Both prevention and treatment drugs for HIV are estimated to increase by 6% in 2026. Yeztugo’s revenue is expected to produce $800 million in 2026 compared to $150 million in 2025 and is the “world’s first twice-yearly HIV prevention therapy,” the company said.
Gilead, which has a market capitalization of $172.9 billion, does face some competition from GSK (NYSE: GSK), which is slightly smaller at a $123.5 billion market cap.

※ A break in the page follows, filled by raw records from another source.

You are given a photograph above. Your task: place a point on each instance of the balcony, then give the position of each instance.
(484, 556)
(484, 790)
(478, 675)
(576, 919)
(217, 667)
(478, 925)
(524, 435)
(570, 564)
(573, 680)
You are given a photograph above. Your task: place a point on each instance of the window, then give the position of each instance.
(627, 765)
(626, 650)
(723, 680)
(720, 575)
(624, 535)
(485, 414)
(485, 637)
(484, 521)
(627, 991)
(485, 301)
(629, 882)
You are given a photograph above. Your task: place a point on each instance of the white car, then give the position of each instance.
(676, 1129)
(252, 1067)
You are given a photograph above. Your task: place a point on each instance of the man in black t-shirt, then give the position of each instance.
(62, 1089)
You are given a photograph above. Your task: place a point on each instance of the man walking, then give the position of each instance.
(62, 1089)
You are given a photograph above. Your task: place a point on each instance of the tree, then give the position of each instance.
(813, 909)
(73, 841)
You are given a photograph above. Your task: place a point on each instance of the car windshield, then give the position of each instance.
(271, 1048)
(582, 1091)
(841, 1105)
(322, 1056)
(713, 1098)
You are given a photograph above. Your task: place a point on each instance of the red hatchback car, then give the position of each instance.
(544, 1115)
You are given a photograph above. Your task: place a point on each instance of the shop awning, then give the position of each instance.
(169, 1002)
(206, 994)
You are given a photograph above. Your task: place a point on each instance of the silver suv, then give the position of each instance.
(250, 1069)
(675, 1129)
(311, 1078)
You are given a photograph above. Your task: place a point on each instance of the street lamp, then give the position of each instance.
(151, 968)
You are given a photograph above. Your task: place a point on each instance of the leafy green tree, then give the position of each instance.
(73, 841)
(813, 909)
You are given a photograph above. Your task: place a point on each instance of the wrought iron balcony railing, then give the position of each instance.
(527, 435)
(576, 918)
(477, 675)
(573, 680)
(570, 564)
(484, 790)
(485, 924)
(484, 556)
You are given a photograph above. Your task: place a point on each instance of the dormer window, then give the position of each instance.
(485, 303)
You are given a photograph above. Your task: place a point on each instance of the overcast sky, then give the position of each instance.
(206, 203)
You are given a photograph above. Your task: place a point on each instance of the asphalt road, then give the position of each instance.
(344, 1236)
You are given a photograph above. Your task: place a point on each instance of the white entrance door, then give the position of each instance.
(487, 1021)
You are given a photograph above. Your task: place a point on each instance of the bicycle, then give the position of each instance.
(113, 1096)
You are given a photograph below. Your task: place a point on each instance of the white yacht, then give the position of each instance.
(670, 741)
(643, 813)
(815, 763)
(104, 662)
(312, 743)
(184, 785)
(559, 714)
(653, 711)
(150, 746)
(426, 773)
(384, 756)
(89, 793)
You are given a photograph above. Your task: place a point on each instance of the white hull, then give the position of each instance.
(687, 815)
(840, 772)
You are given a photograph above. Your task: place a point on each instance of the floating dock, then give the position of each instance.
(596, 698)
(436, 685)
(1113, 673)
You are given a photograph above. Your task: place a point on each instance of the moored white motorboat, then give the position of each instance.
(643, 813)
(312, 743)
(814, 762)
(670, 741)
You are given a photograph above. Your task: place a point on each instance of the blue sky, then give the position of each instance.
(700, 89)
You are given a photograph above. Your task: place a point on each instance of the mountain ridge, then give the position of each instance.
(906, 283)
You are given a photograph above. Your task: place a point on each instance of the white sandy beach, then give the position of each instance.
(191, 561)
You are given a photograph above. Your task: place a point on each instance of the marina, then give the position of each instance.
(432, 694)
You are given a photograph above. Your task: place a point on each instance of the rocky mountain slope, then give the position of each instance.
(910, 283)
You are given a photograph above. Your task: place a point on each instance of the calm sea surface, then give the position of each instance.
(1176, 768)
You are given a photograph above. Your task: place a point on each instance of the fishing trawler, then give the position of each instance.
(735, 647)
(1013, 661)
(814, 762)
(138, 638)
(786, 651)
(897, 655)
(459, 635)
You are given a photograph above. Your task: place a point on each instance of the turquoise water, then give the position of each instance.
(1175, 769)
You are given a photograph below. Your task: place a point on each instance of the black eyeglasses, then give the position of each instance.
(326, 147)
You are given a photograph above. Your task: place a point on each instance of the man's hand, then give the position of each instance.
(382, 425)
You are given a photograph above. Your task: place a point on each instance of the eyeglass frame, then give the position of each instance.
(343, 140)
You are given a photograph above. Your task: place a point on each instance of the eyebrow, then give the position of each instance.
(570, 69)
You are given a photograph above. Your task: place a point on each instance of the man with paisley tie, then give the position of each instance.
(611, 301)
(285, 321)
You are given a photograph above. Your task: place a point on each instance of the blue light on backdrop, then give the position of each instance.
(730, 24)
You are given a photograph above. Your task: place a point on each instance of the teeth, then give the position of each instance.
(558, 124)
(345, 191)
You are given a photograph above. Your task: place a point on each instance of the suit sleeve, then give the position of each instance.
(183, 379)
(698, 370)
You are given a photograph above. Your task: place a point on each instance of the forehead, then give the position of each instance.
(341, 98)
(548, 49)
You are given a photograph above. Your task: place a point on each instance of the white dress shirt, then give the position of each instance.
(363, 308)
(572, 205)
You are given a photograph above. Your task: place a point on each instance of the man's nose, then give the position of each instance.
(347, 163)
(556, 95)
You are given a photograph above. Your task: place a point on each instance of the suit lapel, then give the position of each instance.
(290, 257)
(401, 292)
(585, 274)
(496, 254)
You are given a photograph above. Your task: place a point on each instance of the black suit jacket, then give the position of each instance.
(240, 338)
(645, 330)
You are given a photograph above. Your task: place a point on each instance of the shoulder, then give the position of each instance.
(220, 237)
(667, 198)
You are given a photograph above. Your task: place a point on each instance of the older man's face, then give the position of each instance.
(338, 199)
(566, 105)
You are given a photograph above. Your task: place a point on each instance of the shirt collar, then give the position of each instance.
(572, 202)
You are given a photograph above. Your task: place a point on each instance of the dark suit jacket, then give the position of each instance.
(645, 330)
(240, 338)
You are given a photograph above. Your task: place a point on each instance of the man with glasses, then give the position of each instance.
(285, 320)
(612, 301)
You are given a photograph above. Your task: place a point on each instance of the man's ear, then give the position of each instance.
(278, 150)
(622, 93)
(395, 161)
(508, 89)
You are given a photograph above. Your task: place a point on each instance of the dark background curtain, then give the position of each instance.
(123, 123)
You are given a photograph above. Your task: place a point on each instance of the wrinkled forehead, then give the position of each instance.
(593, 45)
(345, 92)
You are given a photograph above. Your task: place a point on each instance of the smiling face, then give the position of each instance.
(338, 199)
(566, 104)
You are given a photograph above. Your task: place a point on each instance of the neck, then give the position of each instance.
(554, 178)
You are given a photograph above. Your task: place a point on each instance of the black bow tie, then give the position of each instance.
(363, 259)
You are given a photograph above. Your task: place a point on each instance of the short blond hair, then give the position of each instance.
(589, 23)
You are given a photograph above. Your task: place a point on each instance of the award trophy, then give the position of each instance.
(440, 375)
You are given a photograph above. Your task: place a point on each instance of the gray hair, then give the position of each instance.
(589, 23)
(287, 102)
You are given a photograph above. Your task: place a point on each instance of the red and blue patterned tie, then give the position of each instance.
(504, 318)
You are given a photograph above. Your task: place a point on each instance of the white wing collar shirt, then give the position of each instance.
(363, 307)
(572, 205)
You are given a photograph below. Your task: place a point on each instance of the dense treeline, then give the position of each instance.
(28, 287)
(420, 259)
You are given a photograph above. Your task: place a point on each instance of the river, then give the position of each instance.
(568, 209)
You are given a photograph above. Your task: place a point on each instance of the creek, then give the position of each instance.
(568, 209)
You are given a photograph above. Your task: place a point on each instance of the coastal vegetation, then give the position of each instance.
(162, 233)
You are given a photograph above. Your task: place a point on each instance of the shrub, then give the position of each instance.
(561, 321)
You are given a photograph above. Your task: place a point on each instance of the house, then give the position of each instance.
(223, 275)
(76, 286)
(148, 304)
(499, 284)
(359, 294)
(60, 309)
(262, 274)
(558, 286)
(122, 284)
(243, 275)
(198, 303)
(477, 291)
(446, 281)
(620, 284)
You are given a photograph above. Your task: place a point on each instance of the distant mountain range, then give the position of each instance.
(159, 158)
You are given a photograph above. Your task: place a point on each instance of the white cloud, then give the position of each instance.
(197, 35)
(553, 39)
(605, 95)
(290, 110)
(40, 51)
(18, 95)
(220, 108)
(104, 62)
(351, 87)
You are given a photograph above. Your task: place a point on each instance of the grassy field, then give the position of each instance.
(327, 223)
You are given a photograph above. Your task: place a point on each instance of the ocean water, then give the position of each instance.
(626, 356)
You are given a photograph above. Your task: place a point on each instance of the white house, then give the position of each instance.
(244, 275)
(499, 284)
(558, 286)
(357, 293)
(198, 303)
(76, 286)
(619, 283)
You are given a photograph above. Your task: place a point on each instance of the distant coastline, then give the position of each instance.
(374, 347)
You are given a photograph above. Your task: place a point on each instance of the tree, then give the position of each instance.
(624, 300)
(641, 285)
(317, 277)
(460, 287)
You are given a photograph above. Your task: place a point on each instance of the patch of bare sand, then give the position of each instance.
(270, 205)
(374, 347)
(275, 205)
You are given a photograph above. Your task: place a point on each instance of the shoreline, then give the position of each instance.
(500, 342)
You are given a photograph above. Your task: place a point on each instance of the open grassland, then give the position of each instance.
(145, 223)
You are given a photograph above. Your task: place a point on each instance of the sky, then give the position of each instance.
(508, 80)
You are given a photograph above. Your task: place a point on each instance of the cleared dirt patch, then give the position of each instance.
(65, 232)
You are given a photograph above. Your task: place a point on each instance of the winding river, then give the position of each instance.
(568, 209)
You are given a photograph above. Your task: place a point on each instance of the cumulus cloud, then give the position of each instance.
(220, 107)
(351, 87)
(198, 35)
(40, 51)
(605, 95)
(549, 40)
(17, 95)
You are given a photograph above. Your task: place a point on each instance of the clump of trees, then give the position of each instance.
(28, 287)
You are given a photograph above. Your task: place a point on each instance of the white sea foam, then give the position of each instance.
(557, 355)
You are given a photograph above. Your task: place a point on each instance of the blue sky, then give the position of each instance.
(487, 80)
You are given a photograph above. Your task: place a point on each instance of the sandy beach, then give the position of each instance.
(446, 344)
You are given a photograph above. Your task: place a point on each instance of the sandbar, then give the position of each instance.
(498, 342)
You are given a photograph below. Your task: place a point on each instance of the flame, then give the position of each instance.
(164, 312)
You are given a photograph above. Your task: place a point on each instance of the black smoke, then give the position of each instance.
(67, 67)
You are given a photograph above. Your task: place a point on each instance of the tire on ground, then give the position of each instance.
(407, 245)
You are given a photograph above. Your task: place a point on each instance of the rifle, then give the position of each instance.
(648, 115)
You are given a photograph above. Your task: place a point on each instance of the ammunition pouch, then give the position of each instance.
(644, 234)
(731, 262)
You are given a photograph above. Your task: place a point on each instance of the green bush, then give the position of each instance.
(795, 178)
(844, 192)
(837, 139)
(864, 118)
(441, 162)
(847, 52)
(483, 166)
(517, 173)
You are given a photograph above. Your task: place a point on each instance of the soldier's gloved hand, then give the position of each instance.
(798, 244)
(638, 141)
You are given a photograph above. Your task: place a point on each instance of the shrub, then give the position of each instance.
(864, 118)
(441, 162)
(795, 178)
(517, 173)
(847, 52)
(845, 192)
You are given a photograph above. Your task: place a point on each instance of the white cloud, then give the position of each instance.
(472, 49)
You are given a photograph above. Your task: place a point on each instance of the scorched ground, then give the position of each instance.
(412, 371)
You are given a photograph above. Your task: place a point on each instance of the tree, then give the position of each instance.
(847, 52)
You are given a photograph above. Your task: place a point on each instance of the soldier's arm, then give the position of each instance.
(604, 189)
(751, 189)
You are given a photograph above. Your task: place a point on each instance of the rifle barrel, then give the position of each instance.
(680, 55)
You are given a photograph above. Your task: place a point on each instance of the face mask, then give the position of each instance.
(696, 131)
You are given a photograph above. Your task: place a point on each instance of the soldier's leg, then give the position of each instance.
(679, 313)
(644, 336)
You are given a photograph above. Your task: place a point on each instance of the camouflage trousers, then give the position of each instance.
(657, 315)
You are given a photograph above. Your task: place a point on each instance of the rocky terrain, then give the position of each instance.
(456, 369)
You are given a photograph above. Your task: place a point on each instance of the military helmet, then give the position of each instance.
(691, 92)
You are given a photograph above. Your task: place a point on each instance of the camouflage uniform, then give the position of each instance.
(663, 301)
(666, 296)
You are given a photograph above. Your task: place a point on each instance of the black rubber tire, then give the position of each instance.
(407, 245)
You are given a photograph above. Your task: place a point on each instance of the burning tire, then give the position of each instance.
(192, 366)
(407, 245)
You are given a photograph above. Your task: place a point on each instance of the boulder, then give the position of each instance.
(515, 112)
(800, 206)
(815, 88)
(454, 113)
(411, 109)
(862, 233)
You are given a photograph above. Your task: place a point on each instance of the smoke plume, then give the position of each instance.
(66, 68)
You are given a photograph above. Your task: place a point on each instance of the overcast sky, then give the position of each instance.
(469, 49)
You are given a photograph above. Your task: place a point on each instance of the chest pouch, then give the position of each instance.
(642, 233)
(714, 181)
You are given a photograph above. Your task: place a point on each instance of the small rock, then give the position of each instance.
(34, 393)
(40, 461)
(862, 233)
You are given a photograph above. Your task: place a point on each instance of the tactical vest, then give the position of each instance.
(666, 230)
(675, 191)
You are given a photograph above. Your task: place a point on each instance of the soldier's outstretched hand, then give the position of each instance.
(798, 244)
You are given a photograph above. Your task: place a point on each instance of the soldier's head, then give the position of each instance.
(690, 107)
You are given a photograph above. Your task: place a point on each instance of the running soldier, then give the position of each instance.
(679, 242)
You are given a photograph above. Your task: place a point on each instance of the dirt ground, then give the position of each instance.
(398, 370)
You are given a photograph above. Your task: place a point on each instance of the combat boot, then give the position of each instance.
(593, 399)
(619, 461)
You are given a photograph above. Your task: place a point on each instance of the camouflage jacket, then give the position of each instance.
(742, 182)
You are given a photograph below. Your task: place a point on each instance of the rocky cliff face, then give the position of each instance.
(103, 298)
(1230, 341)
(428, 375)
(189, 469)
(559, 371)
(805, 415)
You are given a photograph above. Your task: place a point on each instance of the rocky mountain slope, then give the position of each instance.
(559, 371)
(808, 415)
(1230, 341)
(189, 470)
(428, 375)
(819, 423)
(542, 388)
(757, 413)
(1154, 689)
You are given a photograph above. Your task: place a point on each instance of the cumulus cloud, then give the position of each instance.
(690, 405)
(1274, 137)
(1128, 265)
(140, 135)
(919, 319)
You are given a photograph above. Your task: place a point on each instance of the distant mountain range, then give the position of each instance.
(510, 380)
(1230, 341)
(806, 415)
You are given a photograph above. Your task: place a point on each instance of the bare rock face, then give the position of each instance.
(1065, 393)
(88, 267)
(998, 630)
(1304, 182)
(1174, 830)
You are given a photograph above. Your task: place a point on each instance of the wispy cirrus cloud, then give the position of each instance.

GSK launched “two-drug regimens based on its integrase inhibitor Tivicay (Juluca in 2017 and Dovato in 2019),” Andersen said. “However, Gilead’s Genvoya (2015), Odefsey (2016), Descovy (2016), and Biktarvy (2018) launch push patent protection into the 2030s and are boosting the firm’s market share. Novel drug lenacapavir (approved as Sunlenca for treatment-resistant HIV patients and Yeztugo in HIV prevention) also has potential to further extend Gilead’s patent protection and serve more patients in prevention and treatment markets.”
Gilead’s increasing portfolio of treatments, potential new launches of drugs, and the continued success with its HIV treatments could lead to higher growth and profit margins.